ACF of Var02 difference
autoplot(diff(var02))
ggAcf(diff(var02))
There is one order correlation
ACF of Var03 difference
autoplot(diff(var03))
ggAcf(diff(var03))
The ACF shows one order correlation
train.var02 <- window(var02, end = as.integer(length(var02)*0.8))
train.var03 <- window(var03, end = as.integer(length(var03)*0.8))
lambda2 <- BoxCox.lambda(var02)
lambda3 <- BoxCox.lambda(var03)
forecast horizon here the length of test set
h <- length(var02)- as.integer(length(var03)*0.8)
Get the arima model for Var02
farima.var02 <- train.var02 %>% auto.arima(lambda = lambda2, stepwise = FALSE) %>% forecast(h = h)
Get the arima model for Var03
farima.var03 <- train.var03 %>% auto.arima(lambda = lambda2, stepwise = FALSE) %>% forecast(h = h)
Get the ets model for Var02
fets.var02 <- train.var02 %>% ets(lambda = lambda2) %>% forecast(h = h)
Get the arima ets for Var03
fets.var03 <- train.var03 %>% ets(lambda = lambda2) %>% forecast(h = h)
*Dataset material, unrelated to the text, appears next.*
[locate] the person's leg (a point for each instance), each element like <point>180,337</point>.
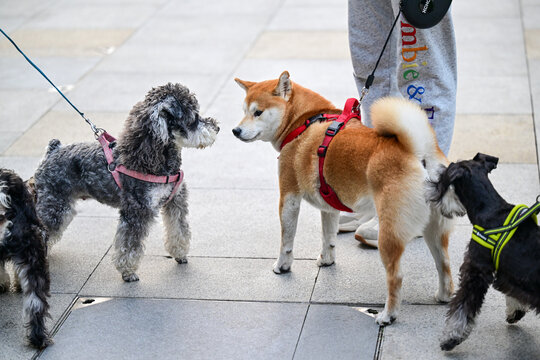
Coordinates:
<point>369,24</point>
<point>427,73</point>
naive.var02 <- naive(train.var02, h=h)
naive.var03 <- naive(train.var03, h=h)
RMSE accuracy of Var02 arima model
accuracy(farima.var02, var02)["Test set", "RMSE"]
## [1] 5213174
RMSE accuracy of Var02 ets model
accuracy(fets.var02, var02)["Test set", "RMSE"]
## [1] 5383844
RMSE accuracy of Var02 naive model
accuracy(naive.var02, var02)["Test set", "RMSE"]
## [1] 5289689
Comparing the RMSEs, the arima model for Var02 is the best.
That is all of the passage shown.